A stringent short-term SO2 standard would trigger reductions in millions of tons per year in sulfur dioxide emissions, lowering health risks for millions of people. Reductions in sulfur dioxide can also save lives. The gas sulfur dioxide changes into deadly fine particles in the atmosphere, a form of pollution that shortens life. EPA estimates reducing SO2emissions by a million tons per year could save between 4,700 to 12,000 premature deaths each year, by 2020.

EPA summarized its findings on SO2 in the Integrated Science Assessment. That assessment concludes:

“Collectively, the human clinical, epidemiologic, and animal toxicological data are sufficient to conclude that there is a causal relationship between respiratory morbidity and short-term exposure to SO2.” (emphasis added) 

EPA found that the studies provided “clear and convincing evidence” of harm leading to “respiratory symptoms, lung function, airway inflammation, AHR [airway hyperreactivity], and ED [emergency department] visits and hospitalizations.”

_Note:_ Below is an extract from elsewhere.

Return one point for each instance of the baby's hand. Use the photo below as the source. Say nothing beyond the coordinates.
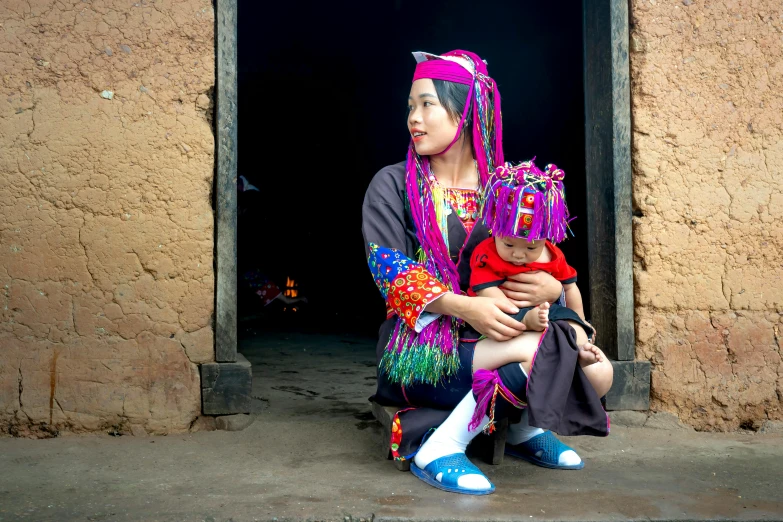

  • Clinical studies provide clear evidence for harm to people with asthma who breathed high levels of SO2 while they were exercising. These studies found that these individuals suffered a decline in lung function and an increase in respiratory symptoms, even after only a 15-minute exposure of 200 ppb and greater. People with asthma suffered increased airway resistance after several minutes of breathing SO2 at concentrations of 100 ppb under conditions of exercise, when exposed to SO2 via a facemask, which approximates mouth-breathing, such as occurs during exercise or with respiratory infections.
  • Epidemiological studies provide convincing evidence of increased respiratory symptoms in children at far lower concentrations than the clinical chamber studies. The community health studies find effects at current ambient concentrations, well below the level of the current 24-hour current NAAQS of 140 parts per billion (ppb).
    • A large multi-city study linked previous day SO2concentrations with morning respiratory symptoms in 8 urban areas where median 3-hour average SO2 levels ranged from 17 ppb to 37 ppb.
    • Inner city children with asthma suffer from declines in lung function following exposure to higher daily concentrations of sulfur dioxide.
    • Present day concentrations of SO2 are also implicated in increased emergency department visits and hospitalizations for respiratory causes among children and older adults.
    • A study in Bronx, New York found that asthma hospitalizations in children climbed as hourly sulfur dioxide concentrations increased. Hospitalizations began to rise at hourly concentrations greater than 9 ppb, with a sharp increase an concentrations greater than 40 ppb. 
  • Reducing SO2 levels are linked to an immediate gain in life expectancy, according to evidence from a study that examined the health impact of drops in sulfur dioxide.

These include millions of people. For example, there are an estimated 23.3 million people, including 7.0 million children with asthma in the U.S.